[CentOS] Re: rsync and swapping
Robert
kerplop at sbcglobal.net
Fri Feb 1 04:20:46 UTC 2008
Scott Silva wrote:
> on 1/30/2008 5:24 AM Jerry Geis spake the following:
>> hi all,
>>
>> I use rsync to copy/backup ALL my stuff to another disk.
>>
>> When I run this seems like my machine (4 GIG ram centos 5.1)
>> now begins to swap out more programs. Is there a way to reduce
>> that swapping? I am running with echo 1 > /proc/sys/vm/swappiness
>>
>> I simply mount /dev/sdc1 /mnt/backup; mkdir /mnt/backup/month.day.year
>> then rsync -a /home /mnt/backup/mon.day.year
>>
>> This is approximately 102G of data.
>>
>> Thanks for any suggestions.
>>
>> Jerry
> Rsync's main benefit is on backups of changed files. dumping to a new
> destination every time makes rsync less efficient than just about
> every other option.
> Now if you made the new directory, and hardlinked the old stuff to the
> new directory, then rsync would shine.
Yes. That's my experience, too.
I do something like this twice weekly to 2 external USB drives. One
drive contains backups from the most recent 2 Sunday mornings, the other
drive contains two backups from Wednesday mornings.
After mounting the backup drive, doing a space-available check and a
couple other housekeeping chores, I do this.
# (I've purposely left out a bunch of stuff to avoid being blamed when
someone's system craters. )
$UD #-- Previously identified as the USB drive mount point
#
DT=`date +%F` #-- Today's date, for naming the backup directory: yyyy-mm-dd
#
# Shuffle directories so that oldest backup directory is renamed to
today's date.
#
OD=`ls -1 $UD | head -1`
#echo "Renaming $UD/$OD to $UD/$DT"
mv $UD/$OD/ $UD/$DT
touch $UD/$DT
# Now, data that is only 2 weeks old will be overwritten with current data.

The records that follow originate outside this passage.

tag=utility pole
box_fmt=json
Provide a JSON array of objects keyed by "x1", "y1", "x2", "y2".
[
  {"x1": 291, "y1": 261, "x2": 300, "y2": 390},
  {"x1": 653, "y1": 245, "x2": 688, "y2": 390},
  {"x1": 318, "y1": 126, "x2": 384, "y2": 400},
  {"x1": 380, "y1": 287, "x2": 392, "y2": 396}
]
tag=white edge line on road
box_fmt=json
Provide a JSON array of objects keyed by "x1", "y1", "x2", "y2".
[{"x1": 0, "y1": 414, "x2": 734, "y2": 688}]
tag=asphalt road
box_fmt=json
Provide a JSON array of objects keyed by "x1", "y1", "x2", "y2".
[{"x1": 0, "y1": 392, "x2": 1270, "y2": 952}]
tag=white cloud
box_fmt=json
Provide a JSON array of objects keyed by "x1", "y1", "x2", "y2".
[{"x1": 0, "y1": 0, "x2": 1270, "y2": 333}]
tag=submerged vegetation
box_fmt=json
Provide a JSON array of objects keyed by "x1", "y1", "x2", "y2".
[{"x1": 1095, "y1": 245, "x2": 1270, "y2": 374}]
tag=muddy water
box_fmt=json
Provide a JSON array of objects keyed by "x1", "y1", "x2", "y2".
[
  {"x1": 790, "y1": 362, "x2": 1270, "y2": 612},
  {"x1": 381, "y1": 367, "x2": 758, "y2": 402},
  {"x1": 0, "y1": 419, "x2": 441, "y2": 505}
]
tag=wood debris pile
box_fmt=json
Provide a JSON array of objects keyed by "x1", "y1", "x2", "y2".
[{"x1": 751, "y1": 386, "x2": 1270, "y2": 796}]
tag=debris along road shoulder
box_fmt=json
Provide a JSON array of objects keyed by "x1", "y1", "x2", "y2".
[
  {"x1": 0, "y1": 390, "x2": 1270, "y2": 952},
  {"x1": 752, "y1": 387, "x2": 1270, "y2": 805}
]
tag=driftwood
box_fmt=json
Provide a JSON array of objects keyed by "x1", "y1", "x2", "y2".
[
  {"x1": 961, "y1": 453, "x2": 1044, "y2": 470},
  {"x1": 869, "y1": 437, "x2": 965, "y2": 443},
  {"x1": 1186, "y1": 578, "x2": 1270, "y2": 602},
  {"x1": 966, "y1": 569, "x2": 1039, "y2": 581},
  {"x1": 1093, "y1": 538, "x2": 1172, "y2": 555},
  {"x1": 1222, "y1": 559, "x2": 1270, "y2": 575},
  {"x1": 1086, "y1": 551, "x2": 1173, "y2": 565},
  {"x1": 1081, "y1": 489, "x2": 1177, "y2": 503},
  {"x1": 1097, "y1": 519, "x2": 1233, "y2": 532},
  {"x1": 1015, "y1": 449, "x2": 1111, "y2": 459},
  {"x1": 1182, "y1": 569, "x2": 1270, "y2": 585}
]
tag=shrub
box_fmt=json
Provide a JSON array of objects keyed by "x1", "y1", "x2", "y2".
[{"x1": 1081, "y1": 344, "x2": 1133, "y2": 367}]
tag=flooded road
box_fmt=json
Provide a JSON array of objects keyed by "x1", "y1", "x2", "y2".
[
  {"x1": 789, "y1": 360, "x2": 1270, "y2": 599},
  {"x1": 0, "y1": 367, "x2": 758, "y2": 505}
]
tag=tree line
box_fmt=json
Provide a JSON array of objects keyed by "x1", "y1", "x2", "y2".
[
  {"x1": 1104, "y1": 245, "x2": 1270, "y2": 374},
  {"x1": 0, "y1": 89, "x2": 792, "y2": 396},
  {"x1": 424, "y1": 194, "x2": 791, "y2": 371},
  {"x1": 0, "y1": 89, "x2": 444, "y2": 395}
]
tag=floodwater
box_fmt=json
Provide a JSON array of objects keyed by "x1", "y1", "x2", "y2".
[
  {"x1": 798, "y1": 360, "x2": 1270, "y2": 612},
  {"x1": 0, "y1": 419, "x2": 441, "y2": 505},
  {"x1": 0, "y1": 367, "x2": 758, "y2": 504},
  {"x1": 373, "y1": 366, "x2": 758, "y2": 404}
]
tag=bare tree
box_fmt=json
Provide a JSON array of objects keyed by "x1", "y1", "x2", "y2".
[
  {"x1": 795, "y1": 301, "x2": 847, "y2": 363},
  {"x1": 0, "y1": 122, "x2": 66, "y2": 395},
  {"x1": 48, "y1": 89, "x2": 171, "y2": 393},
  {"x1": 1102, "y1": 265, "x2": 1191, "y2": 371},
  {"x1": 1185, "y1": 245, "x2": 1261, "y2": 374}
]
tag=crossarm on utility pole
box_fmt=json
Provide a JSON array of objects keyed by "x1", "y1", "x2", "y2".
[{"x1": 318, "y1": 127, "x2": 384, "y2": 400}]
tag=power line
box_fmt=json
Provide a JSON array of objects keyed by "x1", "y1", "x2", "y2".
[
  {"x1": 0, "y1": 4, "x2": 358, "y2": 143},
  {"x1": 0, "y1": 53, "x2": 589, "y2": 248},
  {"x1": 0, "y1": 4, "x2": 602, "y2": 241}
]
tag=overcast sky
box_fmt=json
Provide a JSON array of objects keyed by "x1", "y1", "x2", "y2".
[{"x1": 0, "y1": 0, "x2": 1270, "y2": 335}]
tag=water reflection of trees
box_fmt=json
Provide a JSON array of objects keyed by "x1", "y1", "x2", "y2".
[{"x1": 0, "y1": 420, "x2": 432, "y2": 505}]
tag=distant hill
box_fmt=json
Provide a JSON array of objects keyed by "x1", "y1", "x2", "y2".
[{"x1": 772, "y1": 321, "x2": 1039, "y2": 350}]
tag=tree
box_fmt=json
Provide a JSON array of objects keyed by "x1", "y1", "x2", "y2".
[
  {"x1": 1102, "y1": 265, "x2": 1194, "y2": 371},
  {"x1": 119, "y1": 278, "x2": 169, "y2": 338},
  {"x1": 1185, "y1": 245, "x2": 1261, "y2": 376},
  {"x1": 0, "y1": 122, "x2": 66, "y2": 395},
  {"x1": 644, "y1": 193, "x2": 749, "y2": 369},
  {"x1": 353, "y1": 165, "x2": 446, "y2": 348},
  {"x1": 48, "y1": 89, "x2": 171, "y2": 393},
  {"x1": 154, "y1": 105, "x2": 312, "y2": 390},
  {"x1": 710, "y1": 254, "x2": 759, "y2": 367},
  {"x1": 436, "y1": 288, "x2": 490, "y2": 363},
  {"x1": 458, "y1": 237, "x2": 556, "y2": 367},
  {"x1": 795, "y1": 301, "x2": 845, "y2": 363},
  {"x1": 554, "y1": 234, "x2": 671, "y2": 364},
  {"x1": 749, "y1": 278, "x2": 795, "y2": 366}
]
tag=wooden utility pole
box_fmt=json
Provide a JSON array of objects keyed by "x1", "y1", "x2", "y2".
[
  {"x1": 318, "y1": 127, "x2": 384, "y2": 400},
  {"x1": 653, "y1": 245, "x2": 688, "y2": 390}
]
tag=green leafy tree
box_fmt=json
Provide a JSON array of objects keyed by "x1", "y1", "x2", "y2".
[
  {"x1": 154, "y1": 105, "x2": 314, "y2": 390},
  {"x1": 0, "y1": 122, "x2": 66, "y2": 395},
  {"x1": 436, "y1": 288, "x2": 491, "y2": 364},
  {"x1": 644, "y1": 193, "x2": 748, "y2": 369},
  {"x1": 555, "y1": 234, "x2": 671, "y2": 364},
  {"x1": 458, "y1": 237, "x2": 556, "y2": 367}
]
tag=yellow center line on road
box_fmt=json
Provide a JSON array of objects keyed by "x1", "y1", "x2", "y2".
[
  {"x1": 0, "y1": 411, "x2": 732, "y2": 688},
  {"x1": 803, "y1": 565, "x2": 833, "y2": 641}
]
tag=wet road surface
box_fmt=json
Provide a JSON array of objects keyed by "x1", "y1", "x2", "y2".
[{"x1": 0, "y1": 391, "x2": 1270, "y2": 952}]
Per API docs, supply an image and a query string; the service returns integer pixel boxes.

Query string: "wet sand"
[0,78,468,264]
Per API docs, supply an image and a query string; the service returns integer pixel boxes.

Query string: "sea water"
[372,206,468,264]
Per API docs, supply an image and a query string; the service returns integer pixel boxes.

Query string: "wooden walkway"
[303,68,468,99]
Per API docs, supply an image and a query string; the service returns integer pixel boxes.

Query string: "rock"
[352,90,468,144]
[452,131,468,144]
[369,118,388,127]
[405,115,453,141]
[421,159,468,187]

for SD in <list of directories to back up> ; do
rsync -ar --exclude '*.iso' --delete-excluded /$SD/* $UD/$DT/$SD
done
# I've used the basic outline above since Sept 13, 2006 and have found
that the backup takes slightly more than half as long as when I used
"find" and "cpio". As with anything else, YMMV.